Wednesday 1 February 2012

Swansea 1 – 1 Chelsea: an honest look at the game.

As I'm sure many will have said as they poured from the stadium last night: had Chelsea scored first and Swansea equalised (a la Spurs) it would be a scoreline worth celebrating. However, last night's point is acceptable to be annoyed at. As I see it, it is two points dropped.

As many others will have said: to be disappointed with a draw against Chelsea really shows Swansea have come a long way. Yes it does, but that fact doesn't make the disappointment any easier.

Looking at the match, and the evening in general, it was quite entertaining. The first half saw the typical Swansea set-up and the slick pass-and-move philosophy. Swansea could well have taken the lead at the 15-minute mark when three beautiful open-goal opportunities presented themselves, but it was not to be.

The pressure did pay off when Scott Sinclair took a blind swing at a bouncing ball and it dipped and floated past Petr Cech. A deserved 1-0 to the Swans.

Second half was a different game. Swansea's passing was way off the mark, with one too many loose passes and aimless runs. I had a feeling it wouldn't end 1-0 and I was right. It's just so cruel that the equaliser came in the 93rd minute from an own goal!
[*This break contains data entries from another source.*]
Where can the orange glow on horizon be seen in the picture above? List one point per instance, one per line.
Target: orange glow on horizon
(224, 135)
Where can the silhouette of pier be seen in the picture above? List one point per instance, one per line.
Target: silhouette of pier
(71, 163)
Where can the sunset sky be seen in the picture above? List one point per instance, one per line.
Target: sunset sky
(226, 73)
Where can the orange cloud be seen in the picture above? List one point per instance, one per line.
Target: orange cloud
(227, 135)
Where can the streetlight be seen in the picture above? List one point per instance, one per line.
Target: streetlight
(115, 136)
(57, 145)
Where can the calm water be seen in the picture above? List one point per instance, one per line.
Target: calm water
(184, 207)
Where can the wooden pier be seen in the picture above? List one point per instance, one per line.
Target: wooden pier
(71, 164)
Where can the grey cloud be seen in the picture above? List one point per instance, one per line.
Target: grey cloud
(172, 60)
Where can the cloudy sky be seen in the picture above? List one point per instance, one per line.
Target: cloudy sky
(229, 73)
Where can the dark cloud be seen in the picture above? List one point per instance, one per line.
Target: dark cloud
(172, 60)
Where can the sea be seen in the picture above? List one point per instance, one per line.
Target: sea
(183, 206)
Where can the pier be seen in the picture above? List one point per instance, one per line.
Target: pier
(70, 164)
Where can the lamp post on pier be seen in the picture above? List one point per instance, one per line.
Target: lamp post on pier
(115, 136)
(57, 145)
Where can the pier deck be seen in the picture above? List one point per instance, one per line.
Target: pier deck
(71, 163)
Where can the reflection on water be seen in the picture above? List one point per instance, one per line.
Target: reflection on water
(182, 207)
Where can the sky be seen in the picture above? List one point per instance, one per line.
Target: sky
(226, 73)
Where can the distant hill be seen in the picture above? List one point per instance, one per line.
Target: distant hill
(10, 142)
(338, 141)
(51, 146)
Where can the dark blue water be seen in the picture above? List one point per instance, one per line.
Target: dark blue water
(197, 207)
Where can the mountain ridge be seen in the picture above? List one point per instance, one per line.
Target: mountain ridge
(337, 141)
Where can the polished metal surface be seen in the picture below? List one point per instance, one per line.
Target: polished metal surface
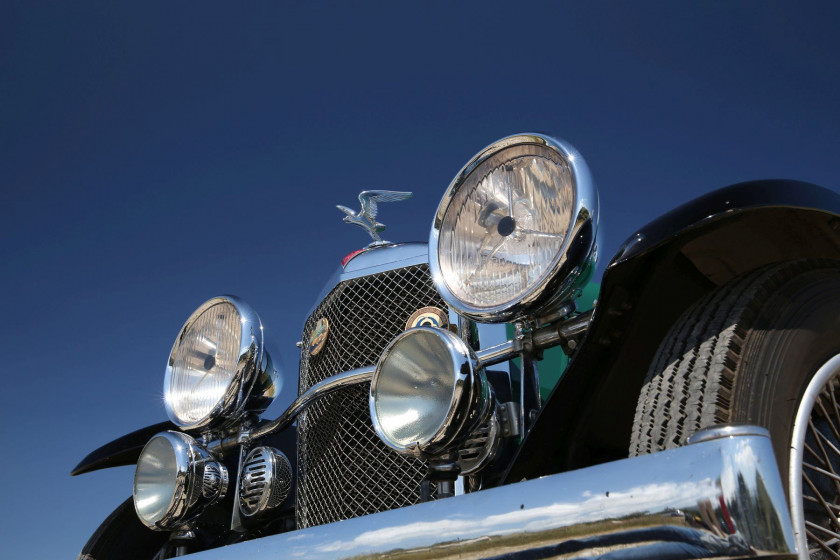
(576, 255)
(365, 218)
(264, 481)
(257, 379)
(344, 469)
(814, 474)
(721, 498)
(428, 394)
(175, 480)
(727, 430)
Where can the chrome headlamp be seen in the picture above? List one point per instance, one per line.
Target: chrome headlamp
(219, 369)
(175, 480)
(515, 229)
(428, 393)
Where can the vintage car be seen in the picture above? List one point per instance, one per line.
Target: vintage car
(467, 397)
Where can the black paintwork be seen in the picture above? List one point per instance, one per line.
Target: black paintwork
(655, 276)
(121, 451)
The own goal won't be remembered though – Taylor had a good night and didn't deserve it. But Chelsea's goal looked imminent during the last 20 minutes.

I think a turning point was bringing on Luke Moore for Scott Sinclair. Apart from the goal, Sinclair didn't have an outstanding night, so a sub was a decent call. Bringing on Moore wasn't. He just doesn't do the running of Sinclair and never seems that interested in defending. I'd have brought on Routledge or even Richards if they wanted to close the game up. Ultimately Moore let Bosingwa through and there came the goal.

Moore and his lackadaisical approach aside and it was a decent team performance: Dyer didn't seem as composed as usual, but frustrated the hell out of the Chelsea midfield towards the end. Ashley Williams put in a good man-of-the-match performance, while Caulker mopped up a lot of loose ball at the back. Leon Britton was busy as usual and Kemy Agustien seemed to have a positive impact when coming on.

The referee was terrible in the second half generally, though he did issue the yellow cards and eventually send off Ashley Cole, so he got something right.

We can't blame the referee though. Swansea let Chelsea keep possession and territory in the second half and that led to the goal. The now famous “Swansea Triangle” was rarely seen in the latter stages. The skill is always there, but the composure and concentration is the thing that tends to transform three points into the single one with Swansea.

Still, it's a point...

Onto West Brom on Saturday, where there's now just a little more pressure to get the away win.